Le rapport de Claudy Lebreton, président du Conseil Général des Côtes d’Armor et président de l’Assemblée des Départements de France, s’ouvre sur un constat : en matière d’économie numérique, les enjeux sont si vastes que les politiques actuelles peinent à les adresser. « Notre approche du numérique, telle qu’elle est traduite dans les politiques publiques mises en œuvre, est polarisée sur les infrastructures et les équipements. Une dimension nécessaire mais certainement pas suffisante », pointe ainsi le président du Conseil Général des Côtes d’Armor. « En effet, ce que promet la société du numérique qui se dessine sous nos yeux, c’est une toute autre façon de nous représenter et de concevoir l’espace, le temps, la planète, le vivant, les relations humaines… » En préambule, il note également « les risques qu’il y aurait à réduire le numérique à sa dimension technologique et même économique », estimant que « si le numérique bouscule nos pratiques quotidiennes, il n’en mérite pas moins une mobilisation de notre intelligence collective et une adaptation en profondeur de nos politiques publiques. »

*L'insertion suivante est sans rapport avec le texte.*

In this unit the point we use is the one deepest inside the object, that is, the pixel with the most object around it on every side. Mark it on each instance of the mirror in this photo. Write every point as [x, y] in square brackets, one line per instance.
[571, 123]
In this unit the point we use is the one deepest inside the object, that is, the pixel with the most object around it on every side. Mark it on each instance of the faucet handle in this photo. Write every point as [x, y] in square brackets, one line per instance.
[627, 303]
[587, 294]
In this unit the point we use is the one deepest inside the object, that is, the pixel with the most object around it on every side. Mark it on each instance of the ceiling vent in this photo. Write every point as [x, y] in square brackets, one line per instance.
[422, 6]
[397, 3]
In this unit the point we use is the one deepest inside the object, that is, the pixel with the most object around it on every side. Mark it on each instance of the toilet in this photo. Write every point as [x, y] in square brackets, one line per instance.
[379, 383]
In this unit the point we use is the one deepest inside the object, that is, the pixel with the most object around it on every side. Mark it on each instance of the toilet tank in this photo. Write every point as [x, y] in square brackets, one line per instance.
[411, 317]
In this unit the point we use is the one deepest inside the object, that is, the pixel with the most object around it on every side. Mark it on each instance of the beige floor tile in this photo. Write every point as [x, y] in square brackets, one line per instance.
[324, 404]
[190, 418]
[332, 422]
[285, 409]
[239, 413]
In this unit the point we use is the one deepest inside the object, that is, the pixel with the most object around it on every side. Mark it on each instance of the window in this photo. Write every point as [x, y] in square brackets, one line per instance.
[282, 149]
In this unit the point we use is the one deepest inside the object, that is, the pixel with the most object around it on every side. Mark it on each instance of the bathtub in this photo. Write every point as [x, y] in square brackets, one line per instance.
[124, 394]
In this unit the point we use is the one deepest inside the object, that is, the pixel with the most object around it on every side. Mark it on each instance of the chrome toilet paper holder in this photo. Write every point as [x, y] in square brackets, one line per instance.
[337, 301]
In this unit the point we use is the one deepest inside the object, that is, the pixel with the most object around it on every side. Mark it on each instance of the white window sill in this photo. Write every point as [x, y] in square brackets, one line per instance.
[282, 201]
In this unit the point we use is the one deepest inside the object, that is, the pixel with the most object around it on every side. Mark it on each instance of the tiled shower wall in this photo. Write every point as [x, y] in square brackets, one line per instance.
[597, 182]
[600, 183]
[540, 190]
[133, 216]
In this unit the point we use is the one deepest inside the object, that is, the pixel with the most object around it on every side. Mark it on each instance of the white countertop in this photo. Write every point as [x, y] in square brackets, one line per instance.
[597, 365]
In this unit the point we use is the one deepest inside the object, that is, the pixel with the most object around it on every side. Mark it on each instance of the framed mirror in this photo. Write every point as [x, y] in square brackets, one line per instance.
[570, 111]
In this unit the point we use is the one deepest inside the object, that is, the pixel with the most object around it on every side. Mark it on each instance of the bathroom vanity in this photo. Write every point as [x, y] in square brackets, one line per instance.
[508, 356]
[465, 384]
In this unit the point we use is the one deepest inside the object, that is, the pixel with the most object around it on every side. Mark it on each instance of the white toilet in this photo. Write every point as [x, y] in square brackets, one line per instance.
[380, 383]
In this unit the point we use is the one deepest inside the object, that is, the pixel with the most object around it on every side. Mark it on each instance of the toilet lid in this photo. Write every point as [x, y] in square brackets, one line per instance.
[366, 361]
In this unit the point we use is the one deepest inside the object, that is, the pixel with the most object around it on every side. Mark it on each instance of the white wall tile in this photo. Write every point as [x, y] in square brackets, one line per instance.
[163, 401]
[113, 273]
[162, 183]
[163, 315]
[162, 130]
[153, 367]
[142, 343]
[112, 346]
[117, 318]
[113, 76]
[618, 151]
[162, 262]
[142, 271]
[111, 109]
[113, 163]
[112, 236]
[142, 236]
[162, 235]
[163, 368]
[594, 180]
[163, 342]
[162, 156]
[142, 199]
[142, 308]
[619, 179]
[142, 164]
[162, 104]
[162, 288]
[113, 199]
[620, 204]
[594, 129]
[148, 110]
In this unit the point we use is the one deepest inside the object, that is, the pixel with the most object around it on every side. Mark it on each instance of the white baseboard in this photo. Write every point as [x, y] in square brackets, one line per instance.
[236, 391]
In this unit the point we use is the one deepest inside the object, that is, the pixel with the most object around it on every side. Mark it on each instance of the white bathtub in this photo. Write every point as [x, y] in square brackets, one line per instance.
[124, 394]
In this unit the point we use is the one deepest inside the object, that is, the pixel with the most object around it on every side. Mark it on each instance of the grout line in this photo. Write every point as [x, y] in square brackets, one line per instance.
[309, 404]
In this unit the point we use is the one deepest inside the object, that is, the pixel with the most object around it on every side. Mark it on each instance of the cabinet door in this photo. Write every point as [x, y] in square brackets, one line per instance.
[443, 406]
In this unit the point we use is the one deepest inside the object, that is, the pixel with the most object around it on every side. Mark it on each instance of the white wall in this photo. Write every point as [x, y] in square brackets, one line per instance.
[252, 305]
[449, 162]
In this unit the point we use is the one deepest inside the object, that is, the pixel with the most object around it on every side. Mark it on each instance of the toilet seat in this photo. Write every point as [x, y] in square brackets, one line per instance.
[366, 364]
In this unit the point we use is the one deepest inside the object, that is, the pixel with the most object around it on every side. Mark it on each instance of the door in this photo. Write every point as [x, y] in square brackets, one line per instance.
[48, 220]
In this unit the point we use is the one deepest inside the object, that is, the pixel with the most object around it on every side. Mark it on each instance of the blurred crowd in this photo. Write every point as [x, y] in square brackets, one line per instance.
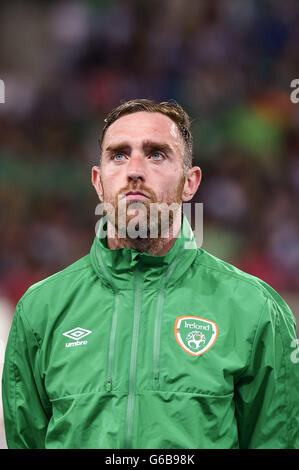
[229, 63]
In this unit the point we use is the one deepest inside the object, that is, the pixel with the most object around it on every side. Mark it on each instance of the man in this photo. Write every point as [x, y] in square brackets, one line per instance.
[149, 341]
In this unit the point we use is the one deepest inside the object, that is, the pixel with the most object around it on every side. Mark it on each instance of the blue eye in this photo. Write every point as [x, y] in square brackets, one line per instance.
[115, 157]
[156, 154]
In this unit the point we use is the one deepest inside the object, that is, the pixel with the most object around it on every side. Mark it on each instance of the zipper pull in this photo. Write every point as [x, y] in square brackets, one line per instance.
[109, 385]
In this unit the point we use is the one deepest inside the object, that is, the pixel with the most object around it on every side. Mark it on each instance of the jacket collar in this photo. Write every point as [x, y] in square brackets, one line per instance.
[116, 267]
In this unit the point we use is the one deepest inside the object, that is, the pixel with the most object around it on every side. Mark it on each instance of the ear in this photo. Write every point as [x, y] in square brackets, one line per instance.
[192, 182]
[96, 181]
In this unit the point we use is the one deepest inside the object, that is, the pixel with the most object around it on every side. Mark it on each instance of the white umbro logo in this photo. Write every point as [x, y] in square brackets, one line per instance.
[76, 334]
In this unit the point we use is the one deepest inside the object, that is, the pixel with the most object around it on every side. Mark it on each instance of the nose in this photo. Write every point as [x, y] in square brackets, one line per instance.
[136, 170]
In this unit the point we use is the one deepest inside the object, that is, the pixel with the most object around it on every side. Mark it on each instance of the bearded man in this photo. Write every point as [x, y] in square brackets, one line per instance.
[143, 343]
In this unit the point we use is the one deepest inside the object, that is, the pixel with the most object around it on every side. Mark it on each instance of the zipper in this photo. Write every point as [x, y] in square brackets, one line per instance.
[112, 343]
[133, 361]
[158, 321]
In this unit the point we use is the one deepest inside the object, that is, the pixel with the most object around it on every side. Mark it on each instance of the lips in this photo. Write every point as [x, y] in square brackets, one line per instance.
[136, 195]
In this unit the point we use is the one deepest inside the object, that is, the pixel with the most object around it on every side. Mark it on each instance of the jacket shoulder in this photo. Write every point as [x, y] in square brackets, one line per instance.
[65, 277]
[226, 273]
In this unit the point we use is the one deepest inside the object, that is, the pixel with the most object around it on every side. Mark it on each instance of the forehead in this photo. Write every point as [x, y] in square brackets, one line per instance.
[144, 125]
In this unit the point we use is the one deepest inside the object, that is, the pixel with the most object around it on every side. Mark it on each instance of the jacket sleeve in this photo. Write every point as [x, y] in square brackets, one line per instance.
[25, 406]
[267, 393]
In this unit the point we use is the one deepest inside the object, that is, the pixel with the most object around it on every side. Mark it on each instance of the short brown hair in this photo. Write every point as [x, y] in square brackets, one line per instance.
[169, 108]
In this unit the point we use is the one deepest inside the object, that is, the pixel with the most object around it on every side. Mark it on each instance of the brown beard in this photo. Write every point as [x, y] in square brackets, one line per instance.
[163, 221]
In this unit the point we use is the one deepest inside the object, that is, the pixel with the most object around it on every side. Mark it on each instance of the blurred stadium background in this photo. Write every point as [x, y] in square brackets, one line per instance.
[230, 63]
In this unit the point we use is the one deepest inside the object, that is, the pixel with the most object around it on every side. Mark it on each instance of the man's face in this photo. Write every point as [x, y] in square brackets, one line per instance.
[141, 152]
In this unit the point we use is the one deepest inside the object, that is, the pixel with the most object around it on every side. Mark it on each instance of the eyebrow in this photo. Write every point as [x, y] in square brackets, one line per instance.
[147, 144]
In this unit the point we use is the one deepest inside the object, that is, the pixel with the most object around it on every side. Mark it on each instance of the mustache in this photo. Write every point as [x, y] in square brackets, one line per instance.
[137, 188]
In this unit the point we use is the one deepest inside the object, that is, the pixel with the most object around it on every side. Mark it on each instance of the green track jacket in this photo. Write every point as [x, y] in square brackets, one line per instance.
[124, 349]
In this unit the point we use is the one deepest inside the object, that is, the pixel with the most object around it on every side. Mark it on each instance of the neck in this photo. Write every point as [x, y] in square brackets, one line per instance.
[153, 246]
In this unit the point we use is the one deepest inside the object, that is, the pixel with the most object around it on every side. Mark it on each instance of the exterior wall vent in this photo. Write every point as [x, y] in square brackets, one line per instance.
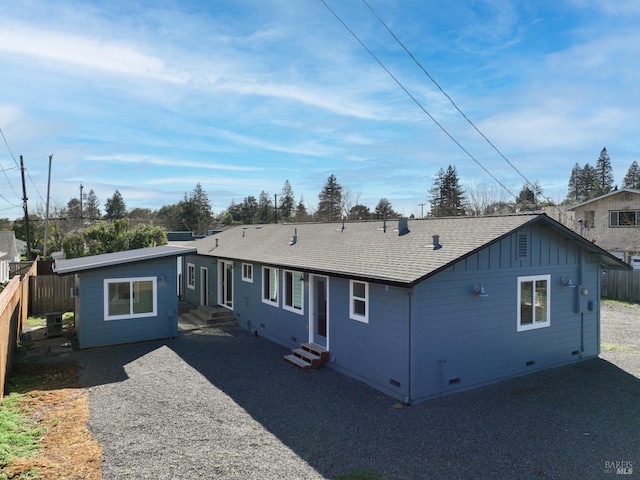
[522, 248]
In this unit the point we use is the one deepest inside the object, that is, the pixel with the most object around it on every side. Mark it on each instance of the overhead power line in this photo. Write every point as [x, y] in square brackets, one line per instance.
[415, 100]
[424, 70]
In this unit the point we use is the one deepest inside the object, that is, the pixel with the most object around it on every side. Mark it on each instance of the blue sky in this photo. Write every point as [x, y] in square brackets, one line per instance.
[152, 97]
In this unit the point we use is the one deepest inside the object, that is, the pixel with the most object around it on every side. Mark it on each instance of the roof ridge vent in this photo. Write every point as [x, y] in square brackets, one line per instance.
[403, 226]
[436, 242]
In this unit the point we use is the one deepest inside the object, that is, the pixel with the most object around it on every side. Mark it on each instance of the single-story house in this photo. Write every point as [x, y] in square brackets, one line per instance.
[417, 309]
[126, 296]
[611, 221]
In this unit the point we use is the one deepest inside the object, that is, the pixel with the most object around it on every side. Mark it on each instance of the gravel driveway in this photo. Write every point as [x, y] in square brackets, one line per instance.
[225, 405]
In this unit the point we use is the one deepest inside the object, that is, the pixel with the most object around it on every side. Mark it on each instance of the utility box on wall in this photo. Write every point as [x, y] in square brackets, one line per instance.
[54, 324]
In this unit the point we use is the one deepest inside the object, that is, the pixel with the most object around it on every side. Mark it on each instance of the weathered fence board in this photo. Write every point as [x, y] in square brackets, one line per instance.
[50, 293]
[622, 285]
[14, 301]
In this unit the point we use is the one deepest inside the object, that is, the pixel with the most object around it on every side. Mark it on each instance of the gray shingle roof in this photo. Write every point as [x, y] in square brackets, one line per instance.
[363, 249]
[75, 265]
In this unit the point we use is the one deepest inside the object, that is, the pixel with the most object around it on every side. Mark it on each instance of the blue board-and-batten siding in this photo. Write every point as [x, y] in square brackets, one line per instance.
[93, 330]
[461, 341]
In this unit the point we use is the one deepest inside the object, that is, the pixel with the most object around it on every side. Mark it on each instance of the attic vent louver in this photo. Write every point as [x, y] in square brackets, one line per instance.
[436, 242]
[403, 226]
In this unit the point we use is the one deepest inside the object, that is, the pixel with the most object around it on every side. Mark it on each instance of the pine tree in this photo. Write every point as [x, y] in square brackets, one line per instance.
[265, 208]
[92, 209]
[330, 204]
[384, 209]
[604, 175]
[632, 178]
[301, 211]
[287, 203]
[115, 207]
[447, 197]
[573, 194]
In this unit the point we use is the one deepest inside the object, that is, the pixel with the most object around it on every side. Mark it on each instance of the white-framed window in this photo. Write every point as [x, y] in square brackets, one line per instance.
[191, 276]
[270, 285]
[130, 298]
[293, 291]
[534, 302]
[624, 218]
[247, 272]
[359, 301]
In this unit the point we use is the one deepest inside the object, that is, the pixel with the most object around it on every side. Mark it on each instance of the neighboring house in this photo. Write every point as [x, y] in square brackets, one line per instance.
[125, 296]
[611, 221]
[8, 253]
[419, 309]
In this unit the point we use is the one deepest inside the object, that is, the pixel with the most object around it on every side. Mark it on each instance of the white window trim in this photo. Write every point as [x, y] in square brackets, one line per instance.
[247, 278]
[131, 280]
[352, 314]
[295, 277]
[268, 301]
[191, 268]
[534, 325]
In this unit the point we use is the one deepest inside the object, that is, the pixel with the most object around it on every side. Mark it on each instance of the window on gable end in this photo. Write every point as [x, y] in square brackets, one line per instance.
[359, 301]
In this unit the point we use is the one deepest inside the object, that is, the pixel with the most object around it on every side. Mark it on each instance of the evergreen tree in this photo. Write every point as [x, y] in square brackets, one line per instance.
[92, 208]
[249, 210]
[115, 207]
[287, 203]
[330, 201]
[384, 209]
[301, 214]
[447, 196]
[359, 212]
[265, 208]
[604, 175]
[588, 183]
[195, 211]
[632, 178]
[575, 179]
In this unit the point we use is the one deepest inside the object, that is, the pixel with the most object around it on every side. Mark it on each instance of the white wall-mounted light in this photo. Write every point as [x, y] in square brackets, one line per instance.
[479, 290]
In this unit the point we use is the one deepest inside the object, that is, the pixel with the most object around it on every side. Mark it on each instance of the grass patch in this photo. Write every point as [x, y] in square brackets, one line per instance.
[361, 474]
[18, 438]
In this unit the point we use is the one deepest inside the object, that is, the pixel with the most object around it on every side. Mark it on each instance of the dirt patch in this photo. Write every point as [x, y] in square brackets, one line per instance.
[56, 402]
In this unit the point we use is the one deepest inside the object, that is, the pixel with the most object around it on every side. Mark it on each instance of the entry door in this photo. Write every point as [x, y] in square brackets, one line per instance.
[225, 284]
[320, 312]
[204, 286]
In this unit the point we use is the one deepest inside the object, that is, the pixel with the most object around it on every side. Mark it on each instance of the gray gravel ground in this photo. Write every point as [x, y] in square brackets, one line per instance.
[214, 404]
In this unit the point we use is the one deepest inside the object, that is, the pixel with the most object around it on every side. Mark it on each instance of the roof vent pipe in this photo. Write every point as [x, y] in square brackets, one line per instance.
[436, 242]
[403, 226]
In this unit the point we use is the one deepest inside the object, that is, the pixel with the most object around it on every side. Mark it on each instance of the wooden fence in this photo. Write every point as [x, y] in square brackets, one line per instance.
[14, 304]
[50, 293]
[4, 271]
[622, 285]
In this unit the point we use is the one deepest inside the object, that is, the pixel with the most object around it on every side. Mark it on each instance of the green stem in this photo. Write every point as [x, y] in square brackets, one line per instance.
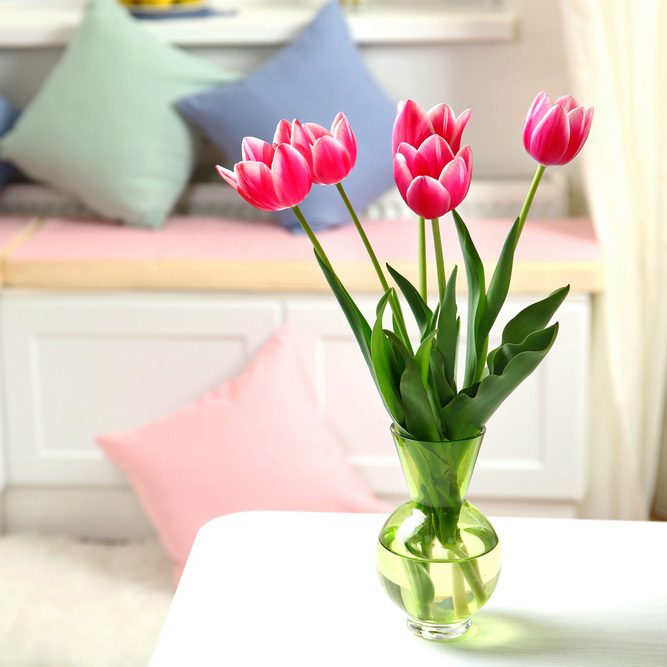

De son côté, Syntec Numérique conforte ces observations. Avec son Baromètre des Villes Numériques, publié en juin 2013, le syndicat a constaté que « le développement des outils numériques s’est fait parfois de manière désordonnée, du fait d’un besoin urgent de formation et de la diffusion rapide des innovations, dans un contexte de décentralisation et d’autonomisation croissante des villes. »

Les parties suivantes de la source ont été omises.